Over the last few months, I’ve been working with Dr Jennifer Batt on a project entitled ‘Visualising the poetic cultures of eighteenth-century periodicals’. Jenny’s research interests include studying poems that were published in newspapers and magazines during the eighteenth-century – a corpus that has been largely ignored by scholars, mainly because it has been seen as ‘trite or sentimental “filler” worth no one’s time’ (quote from Linda K. Hughes, ‘What the Wellesley Index Left Out: Why Poetry Matters to Periodical Studies’, Victorian Periodicals Review). In fact, Jenny’s article, ‘Poems in Magazines’ in The Oxford Handbook of British Poetry, 1660–1700 provides a good introduction and ‘sketch map of a vast, and largely unexplored, literary terrain’.
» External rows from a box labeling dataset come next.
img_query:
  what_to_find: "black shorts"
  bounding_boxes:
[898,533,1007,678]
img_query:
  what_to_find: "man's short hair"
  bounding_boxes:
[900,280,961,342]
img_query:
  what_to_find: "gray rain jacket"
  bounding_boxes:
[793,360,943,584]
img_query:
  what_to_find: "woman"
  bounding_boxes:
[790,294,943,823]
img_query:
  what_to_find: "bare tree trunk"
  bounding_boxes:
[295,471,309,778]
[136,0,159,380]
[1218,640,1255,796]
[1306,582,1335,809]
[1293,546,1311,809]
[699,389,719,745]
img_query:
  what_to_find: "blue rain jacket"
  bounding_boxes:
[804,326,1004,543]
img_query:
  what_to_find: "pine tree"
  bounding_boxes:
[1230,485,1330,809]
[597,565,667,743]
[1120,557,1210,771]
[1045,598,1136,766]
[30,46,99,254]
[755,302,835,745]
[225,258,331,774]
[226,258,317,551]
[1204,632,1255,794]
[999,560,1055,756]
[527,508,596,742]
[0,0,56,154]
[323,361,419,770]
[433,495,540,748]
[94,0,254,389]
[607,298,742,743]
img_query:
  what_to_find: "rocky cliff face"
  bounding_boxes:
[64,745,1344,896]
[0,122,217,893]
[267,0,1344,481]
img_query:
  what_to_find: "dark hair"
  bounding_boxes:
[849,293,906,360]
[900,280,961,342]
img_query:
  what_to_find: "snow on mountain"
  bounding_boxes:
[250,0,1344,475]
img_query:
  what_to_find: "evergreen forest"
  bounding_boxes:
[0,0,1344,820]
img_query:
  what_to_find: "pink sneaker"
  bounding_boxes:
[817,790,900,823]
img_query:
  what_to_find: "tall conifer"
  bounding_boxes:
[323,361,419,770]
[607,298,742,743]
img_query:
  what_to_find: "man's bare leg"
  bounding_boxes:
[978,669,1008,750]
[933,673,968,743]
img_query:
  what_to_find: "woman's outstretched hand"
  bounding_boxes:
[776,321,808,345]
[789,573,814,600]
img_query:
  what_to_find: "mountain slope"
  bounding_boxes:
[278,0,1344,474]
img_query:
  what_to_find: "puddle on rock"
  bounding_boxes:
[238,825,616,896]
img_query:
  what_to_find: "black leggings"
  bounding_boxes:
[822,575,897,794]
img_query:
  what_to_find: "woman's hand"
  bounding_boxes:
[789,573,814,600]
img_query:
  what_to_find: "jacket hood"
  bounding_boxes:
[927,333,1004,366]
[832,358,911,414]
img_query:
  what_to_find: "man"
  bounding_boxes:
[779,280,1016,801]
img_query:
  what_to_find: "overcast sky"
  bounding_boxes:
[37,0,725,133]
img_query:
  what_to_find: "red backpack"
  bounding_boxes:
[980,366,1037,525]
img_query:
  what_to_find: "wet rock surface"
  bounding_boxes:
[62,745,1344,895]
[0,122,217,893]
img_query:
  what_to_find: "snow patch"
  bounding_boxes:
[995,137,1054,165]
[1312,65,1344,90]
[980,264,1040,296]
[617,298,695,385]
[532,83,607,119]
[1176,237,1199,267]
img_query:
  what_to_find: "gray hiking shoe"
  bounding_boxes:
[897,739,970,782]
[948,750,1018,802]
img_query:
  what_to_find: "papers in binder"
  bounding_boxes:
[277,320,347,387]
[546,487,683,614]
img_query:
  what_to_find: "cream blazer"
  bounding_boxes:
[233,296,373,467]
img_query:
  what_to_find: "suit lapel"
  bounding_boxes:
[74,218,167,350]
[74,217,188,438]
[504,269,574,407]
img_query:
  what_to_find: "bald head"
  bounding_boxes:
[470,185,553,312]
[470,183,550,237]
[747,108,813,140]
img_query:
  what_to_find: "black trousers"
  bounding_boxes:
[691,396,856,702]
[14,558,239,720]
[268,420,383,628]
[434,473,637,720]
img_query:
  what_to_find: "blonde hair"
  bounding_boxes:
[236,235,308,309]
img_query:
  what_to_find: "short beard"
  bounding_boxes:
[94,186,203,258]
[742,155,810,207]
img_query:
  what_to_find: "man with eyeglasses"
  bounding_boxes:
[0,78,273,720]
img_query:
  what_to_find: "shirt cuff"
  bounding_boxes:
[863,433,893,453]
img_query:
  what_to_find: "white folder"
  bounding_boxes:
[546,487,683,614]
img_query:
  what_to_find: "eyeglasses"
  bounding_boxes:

Since the publication of the article in 2016, Jenny has created a dataset of metadata for c. 10,000 published poems in 22 newspapers or magazines. The data includes publication details (publication, publication format, date), details about the author (if known) and first line, second line, penultimate and last line of the poem. This is an impressive endeavour, but much more data collection and investigation are needed. In this regard, Jenny was awarded a pump-priming project funded by the British Academy / Leverhulme Small Research Grants scheme to analyse the data collected to date and create visualisations that help to formulate further research questions for future projects that will allow further data collection.
As the Research Software Engineer (RSE) on the project, it has been a privilege to work with Jenny, her dataset and to collaborate with two other colleagues at the University of Bristol. Namely, Natalie Thurlby, a data scientist in the Jean Golding Institute ; and Chris Edsall, a RSE in the Advanced Computing Research Centre.
We opted to use Jupyter Notebooks to provide a working environment where Jenny could run and rerun visualisations. We would use pandas for querying and analysing Jenny’s data, and the Matplotlib and Seaborn libraries for creating plots. Initially, I thought we could use a cloud-based hosted service, such as Microsoft Azure Notebooks. However, this wasn’t practical for several reasons. In the case of Azure the default pandas library version is quite old and the suggested solution of using conda to update it is very slow, especially when an Azure instance will shut down after a relatively short period of inactivity. We therefore opted to use Anaconda – ‘The World’s Most Popular Python/R Data Science Platform’ – to allow Jenny to run Jupyter Notebooks on her PC.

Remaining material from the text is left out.